Quand je revins, la farine était délayée avec le lait, et il n’y avait plus qu’à mêler les œufs à la pâte ; il est vrai qu’elle n’aurait pas le temps de lever, mais nous avions trop grande faim pour attendre ; si elle était un peu lourde, nos estomacs étaient assez solides pour ne pas se plaindre.
– Ah ça ! dit mère Barberin tout en battant vigoureusement la pâte, puisque tu es si bon garçon, comment se fait-il que tu ne m’aies jamais donné de tes nouvelles ? Sais-tu que je t’ai cru mort bien souvent, car je me disais, si Rémi était encore de ce monde, il écrirait bien sûr à sa mère Barberin.

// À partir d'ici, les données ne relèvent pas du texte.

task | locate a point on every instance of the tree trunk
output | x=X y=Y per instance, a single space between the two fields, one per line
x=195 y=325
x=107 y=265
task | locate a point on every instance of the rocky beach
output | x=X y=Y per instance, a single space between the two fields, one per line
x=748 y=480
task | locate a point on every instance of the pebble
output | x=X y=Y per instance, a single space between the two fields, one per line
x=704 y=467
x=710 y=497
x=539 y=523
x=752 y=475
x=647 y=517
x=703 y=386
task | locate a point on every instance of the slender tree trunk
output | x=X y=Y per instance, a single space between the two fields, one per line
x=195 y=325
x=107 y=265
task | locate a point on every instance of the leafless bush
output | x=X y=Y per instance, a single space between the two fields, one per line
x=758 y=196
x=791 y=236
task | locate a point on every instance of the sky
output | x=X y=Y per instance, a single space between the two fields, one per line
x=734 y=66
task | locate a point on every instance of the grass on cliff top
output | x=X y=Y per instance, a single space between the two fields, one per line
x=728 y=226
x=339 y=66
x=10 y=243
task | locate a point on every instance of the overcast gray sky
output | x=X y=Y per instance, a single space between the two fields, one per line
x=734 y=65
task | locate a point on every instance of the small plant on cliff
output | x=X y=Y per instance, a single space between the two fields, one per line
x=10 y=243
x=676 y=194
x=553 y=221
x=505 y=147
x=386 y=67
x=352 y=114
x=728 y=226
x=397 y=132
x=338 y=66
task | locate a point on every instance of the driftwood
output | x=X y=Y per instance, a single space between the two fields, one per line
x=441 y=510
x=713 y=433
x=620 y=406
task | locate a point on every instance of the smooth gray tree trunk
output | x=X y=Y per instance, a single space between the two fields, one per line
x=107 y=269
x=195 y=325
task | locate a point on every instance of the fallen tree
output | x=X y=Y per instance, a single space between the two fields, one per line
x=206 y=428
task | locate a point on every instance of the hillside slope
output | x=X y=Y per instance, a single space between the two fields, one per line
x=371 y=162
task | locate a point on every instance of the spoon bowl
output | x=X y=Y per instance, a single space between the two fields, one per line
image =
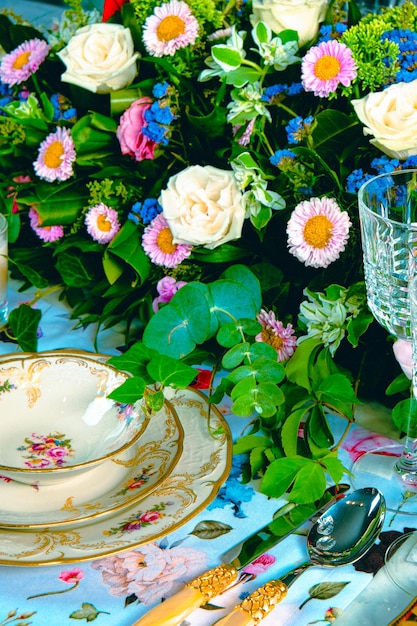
x=348 y=529
x=340 y=536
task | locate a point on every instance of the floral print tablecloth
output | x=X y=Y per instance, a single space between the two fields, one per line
x=116 y=590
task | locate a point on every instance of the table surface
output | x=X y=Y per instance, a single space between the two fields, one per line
x=117 y=590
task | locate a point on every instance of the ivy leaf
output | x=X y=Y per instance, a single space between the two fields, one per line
x=324 y=591
x=88 y=612
x=210 y=529
x=24 y=322
x=130 y=391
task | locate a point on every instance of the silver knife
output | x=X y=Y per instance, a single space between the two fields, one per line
x=212 y=583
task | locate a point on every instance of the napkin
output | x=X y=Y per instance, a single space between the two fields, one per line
x=384 y=602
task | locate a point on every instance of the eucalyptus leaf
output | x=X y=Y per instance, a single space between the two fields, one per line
x=24 y=322
x=209 y=529
x=130 y=391
x=170 y=371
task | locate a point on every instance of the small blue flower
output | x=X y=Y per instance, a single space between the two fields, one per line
x=160 y=90
x=282 y=155
x=146 y=210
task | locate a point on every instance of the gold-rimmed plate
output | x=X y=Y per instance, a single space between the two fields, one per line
x=117 y=483
x=203 y=467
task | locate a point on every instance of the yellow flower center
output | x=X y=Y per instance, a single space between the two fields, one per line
x=53 y=155
x=327 y=67
x=21 y=60
x=318 y=231
x=103 y=223
x=170 y=28
x=269 y=337
x=164 y=241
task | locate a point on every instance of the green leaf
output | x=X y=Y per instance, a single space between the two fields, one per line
x=127 y=246
x=72 y=270
x=297 y=367
x=170 y=371
x=134 y=360
x=358 y=325
x=289 y=431
x=88 y=612
x=309 y=484
x=235 y=355
x=229 y=334
x=227 y=58
x=209 y=529
x=24 y=323
x=177 y=327
x=280 y=475
x=131 y=390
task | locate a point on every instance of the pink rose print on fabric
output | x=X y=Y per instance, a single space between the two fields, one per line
x=360 y=442
x=150 y=573
x=71 y=577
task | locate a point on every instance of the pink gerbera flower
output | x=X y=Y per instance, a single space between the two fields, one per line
x=325 y=66
x=318 y=231
x=56 y=156
x=276 y=335
x=46 y=233
x=102 y=223
x=23 y=61
x=171 y=27
x=159 y=246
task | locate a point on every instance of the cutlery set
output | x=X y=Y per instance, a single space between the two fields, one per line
x=345 y=525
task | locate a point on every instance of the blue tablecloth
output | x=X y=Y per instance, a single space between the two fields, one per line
x=117 y=590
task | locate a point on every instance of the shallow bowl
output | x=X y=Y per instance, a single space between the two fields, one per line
x=56 y=420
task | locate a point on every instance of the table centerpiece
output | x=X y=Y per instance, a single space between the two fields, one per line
x=190 y=170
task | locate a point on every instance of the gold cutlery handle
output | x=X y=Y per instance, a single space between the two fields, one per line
x=255 y=607
x=198 y=592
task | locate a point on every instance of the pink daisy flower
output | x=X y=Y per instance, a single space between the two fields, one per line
x=325 y=66
x=277 y=335
x=102 y=223
x=23 y=61
x=318 y=231
x=166 y=289
x=159 y=246
x=171 y=27
x=56 y=156
x=46 y=233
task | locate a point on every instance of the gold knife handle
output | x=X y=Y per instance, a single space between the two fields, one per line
x=255 y=607
x=196 y=593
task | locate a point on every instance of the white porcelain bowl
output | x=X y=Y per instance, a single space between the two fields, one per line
x=56 y=420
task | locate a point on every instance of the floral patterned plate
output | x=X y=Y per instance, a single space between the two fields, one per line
x=203 y=467
x=115 y=484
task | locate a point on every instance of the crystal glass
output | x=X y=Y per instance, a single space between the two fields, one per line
x=401 y=563
x=3 y=268
x=388 y=216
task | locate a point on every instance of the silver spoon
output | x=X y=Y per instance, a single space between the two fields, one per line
x=342 y=535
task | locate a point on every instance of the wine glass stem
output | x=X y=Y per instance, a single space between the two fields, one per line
x=406 y=466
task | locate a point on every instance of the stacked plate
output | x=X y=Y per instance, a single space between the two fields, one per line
x=165 y=476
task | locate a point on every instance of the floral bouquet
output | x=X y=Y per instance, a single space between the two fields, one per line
x=190 y=169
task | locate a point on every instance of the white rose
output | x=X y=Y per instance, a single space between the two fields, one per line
x=391 y=117
x=203 y=206
x=100 y=58
x=304 y=16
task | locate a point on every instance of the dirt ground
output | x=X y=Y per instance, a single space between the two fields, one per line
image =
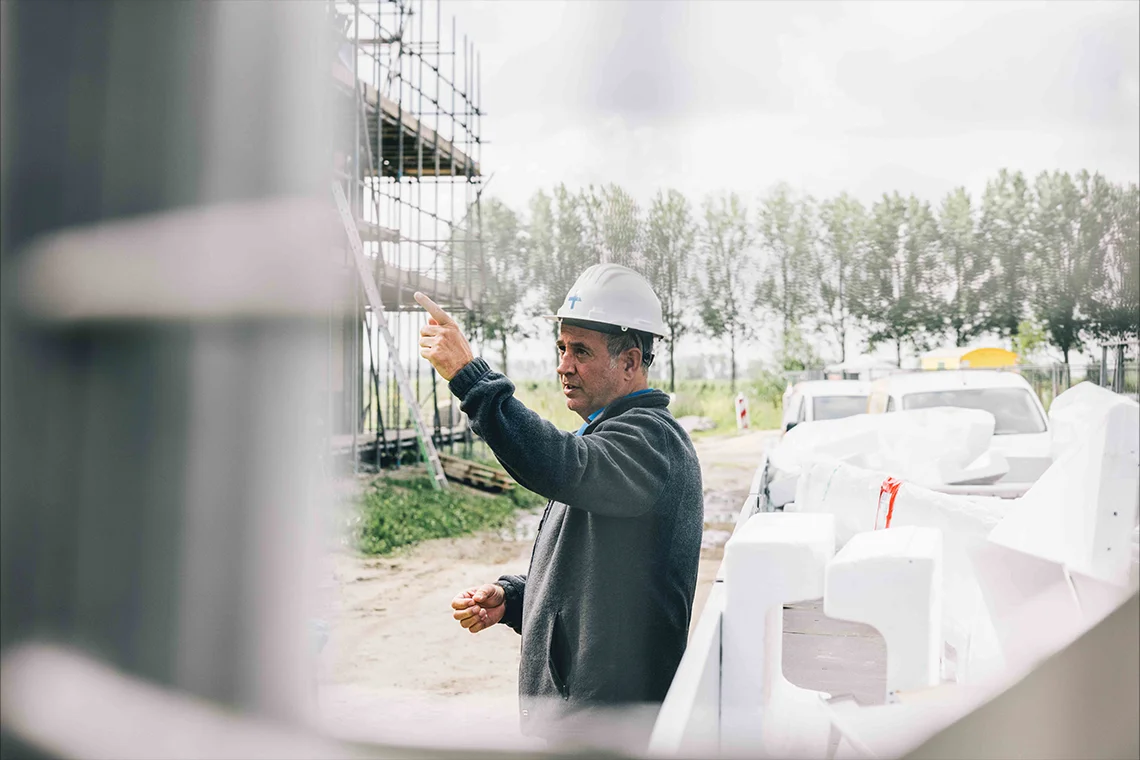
x=398 y=668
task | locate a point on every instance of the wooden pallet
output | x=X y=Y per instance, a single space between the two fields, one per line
x=472 y=473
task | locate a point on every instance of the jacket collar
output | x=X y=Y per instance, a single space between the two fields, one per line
x=649 y=398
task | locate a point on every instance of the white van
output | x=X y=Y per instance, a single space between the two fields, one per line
x=1022 y=425
x=813 y=400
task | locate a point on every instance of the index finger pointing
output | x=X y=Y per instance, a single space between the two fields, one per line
x=433 y=309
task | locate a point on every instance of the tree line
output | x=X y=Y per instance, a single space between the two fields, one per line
x=1057 y=256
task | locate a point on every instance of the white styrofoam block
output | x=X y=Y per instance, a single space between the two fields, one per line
x=852 y=495
x=689 y=721
x=892 y=580
x=1082 y=511
x=1032 y=604
x=774 y=558
x=923 y=446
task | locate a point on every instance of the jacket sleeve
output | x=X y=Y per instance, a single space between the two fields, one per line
x=619 y=470
x=513 y=588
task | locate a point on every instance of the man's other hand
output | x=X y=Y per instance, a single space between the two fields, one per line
x=440 y=341
x=479 y=607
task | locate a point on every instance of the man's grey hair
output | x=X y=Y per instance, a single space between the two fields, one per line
x=617 y=343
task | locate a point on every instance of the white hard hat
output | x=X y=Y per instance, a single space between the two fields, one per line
x=613 y=295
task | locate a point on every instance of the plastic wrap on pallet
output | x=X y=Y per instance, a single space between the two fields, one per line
x=930 y=447
x=852 y=495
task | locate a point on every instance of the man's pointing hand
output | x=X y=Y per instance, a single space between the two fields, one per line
x=440 y=341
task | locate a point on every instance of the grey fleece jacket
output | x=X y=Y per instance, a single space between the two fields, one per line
x=605 y=606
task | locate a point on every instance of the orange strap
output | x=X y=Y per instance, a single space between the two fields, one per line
x=889 y=489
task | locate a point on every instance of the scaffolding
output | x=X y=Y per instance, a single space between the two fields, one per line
x=407 y=154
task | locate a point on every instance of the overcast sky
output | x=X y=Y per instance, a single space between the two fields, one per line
x=917 y=96
x=912 y=96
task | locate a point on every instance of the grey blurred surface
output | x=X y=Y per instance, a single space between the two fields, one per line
x=836 y=656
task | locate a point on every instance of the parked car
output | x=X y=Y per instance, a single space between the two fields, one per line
x=813 y=400
x=1020 y=423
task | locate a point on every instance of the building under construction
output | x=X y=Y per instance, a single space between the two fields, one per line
x=406 y=155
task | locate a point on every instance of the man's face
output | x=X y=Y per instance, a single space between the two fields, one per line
x=588 y=380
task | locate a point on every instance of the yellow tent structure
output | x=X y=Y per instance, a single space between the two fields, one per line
x=968 y=359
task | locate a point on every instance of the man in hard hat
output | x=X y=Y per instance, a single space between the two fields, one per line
x=605 y=606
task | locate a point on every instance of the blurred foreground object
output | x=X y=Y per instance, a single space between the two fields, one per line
x=167 y=286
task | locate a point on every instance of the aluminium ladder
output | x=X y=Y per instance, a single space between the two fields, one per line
x=377 y=309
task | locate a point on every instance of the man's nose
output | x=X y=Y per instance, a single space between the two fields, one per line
x=566 y=365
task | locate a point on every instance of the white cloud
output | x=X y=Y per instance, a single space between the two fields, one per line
x=868 y=97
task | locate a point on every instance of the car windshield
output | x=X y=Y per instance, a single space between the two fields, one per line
x=1012 y=408
x=833 y=407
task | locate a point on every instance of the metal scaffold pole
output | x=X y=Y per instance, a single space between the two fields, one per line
x=377 y=309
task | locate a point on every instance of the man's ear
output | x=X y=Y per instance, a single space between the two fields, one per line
x=633 y=360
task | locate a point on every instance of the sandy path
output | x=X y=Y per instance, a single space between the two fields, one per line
x=398 y=668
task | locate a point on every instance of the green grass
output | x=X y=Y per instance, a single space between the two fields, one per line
x=401 y=512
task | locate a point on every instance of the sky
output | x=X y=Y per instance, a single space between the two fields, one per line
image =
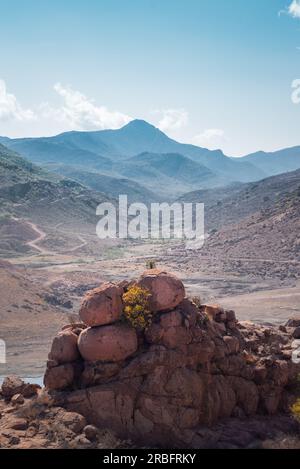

– Elle n’était pas toute seule, mère Barberin, il y avait avec elle un père Barberin qui était le maître de la maison, et qui l’avait bien prouvé en me vendant un jour quarante francs à un vieux musicien.
– Il ne faut pas parler de ça, mon petit Rémi.
– Ce n’est pas pour me plaindre, c’est pour t’expliquer comment je n’ai pas osé t’écrire ; j’avais peur, si on me découvrait, qu’on me vendît de nouveau, et je ne voulais pas être vendu. Voilà pourquoi quand j’ai perdu mon pauvre vieux maître, qui était un brave homme, je ne t’ai pas écrit.
– Ah ! il est mort, le vieux musicien ?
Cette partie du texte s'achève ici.